Server Networking
This section provides only the overall networking architecture. For details about the networking, see the Atlas Data Center Solution Networking Guide.
Logical Architecture
Atlas Data Center Solution provides training and inference computing capabilities. A single cabinet is first networked inside the cabinet, and then the cabinets are networked to form an AI cluster. Based on service types and security levels, the entire network is divided into different service zones: access zone, management zone, and service zone.
These zones are connected to each other through core switches. Different traffic streams are separated and protected based on the current situation of the data center. For example, traffic streams can be separated using VRF and protected using firewalls. This part is determined based on user requirements and current situation of the data center and is not described in this document.

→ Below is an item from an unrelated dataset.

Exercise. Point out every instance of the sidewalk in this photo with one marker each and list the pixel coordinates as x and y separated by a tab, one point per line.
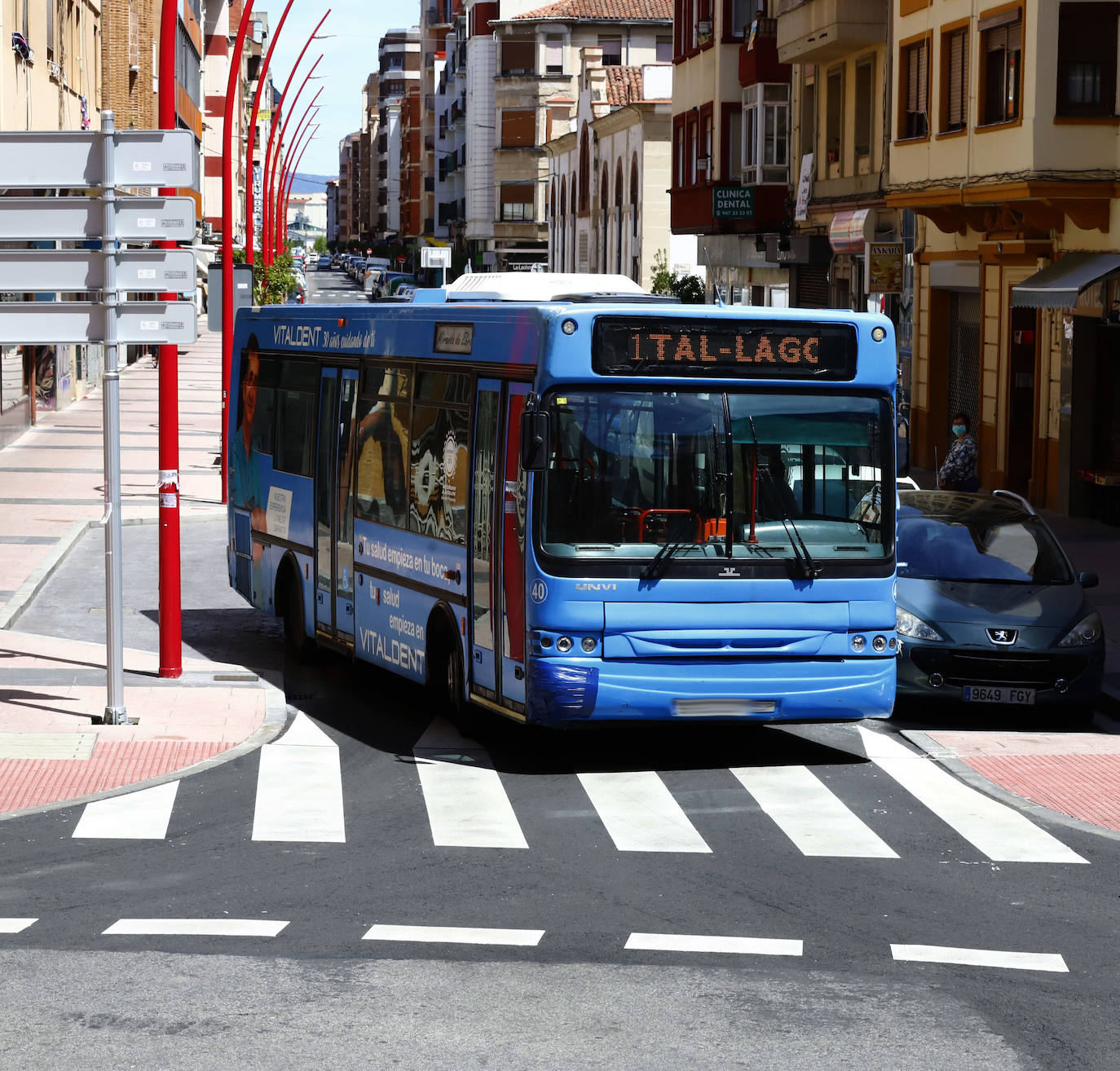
53	747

- Access zone: used for Internet and private line network access. External network access devices of the data center are deployed in this zone.
- Security service zone: provides security protection capabilities such as DDoS and intrusion detection.
- Network service zone: provides basic network services, such as vRouter, vLB, and vFW.
- Management zone: management software, such as in-band management software, is deployed in this zone to provide the service management system and O&M management support components.
- Out-of-band management zone: connects to the management ports of network devices and BMC ports of servers to provide the out-of-band management network for physical devices. This network carries only the management traffic of physical devices and does not carry other service traffic.
- AI computing cluster zone: AI servers are deployed and form a cluster network to implement high-performance AI computing.
- General computing zone: provides general computing resources related to AI training, for example, deploying software such as the deep learning platform.
- Storage zone: high-speed and high-bandwidth interconnected storage system, which is used to store training data in AI scenarios.
This document focuses on the network design of the AI cluster computing zone and provides suggestions on the design of the storage zone. The solutions for other zones are irrelevant to the Atlas data center solution and relate to traditional data centers. Therefore, this document does not provide details about the solutions for other zones.
In addition, the management zone uniformly maintains and manages all servers and devices in the data center, such as AI servers, general-purpose servers, storage devices, and network switches.
- Parameter plane network: uses the dual-layer leaf-spine networking. The 100GE modules provided by the NPU are connected to the 100G leaf switch to implement parameter synchronization during multi-node distributed training.
- Storage plane network: The two 25GE ports configured for each AI server are connected to the 25GE leaf switches for accessing interconnected high-speed and high-bandwidth storage systems in the storage zone.
- Service plane network: Each AI server is configured with two 25GE/10GE ports to connect to 25GE leaf switches for service scheduling and management.
- In-band management plane network: One GE or 10GE port of each AI server is connected to the switch to access the management zone network for managing and operating cluster devices.
- Out-of-band management plane network: One GE port of each AI server is connected to the GE switch to access the management zone network for out-of-band managing and operating cluster devices.
Physical Networking
Figure 7-2 shows the physical architecture of the Atlas Data Center Solution network.
This document focuses on the network design of the AI cluster computing zone and provides suggestions on the design of the storage zone. The solutions for other zones are irrelevant to the Atlas data center solution and relate to traditional data centers. Therefore, this document does not provide details about the solutions for other zones.
In large-scale networking, the service/storage plane networks of the general computing zone, storage zone, and AI computing cluster zone are connected through core switches. In actual projects, if the number of aggregation switch ports is sufficient and you do not want to deploy core switches, you can directly connect them through aggregation switches.
The parameter plane network of the AI computing cluster zone is dedicated for distributed training and does not need to be connected to other networks on network-layer devices. The design principle of the parameter plane network is to use a 100GE non-blocking non-convergence network. Each NPU uses the RoCE protocol to synchronize gradient parameters in the training process to maximize the training performance.
AI servers can be connected to the existing management network in a unified manner. There is no separate design requirement. In addition to managing AI servers, the management zone also manages all general-purpose servers, storage devices, and network switches in a unified manner.
The AI server cluster uses the typical Atlas 800 AI training server (model 9000)/Atlas 800 AI training card (model 9010) as the basic training server unit. Figure 7-3 and Figure 7-4 describe the functions of external ports on the Atlas 800 AI training server (model 9000)/Atlas 800 AI training card (model 9010). For details about the hardware types supported in the data center training scenario, see Hardware Introduction in Atlas Data Center Solution V100R020C10 Center Training Solution Description.
- In addition to the LOM ports shown in the preceding figure, the service plane and storage plane can also use PCle NICs for networking.
- The plane network port is also called NPU network port.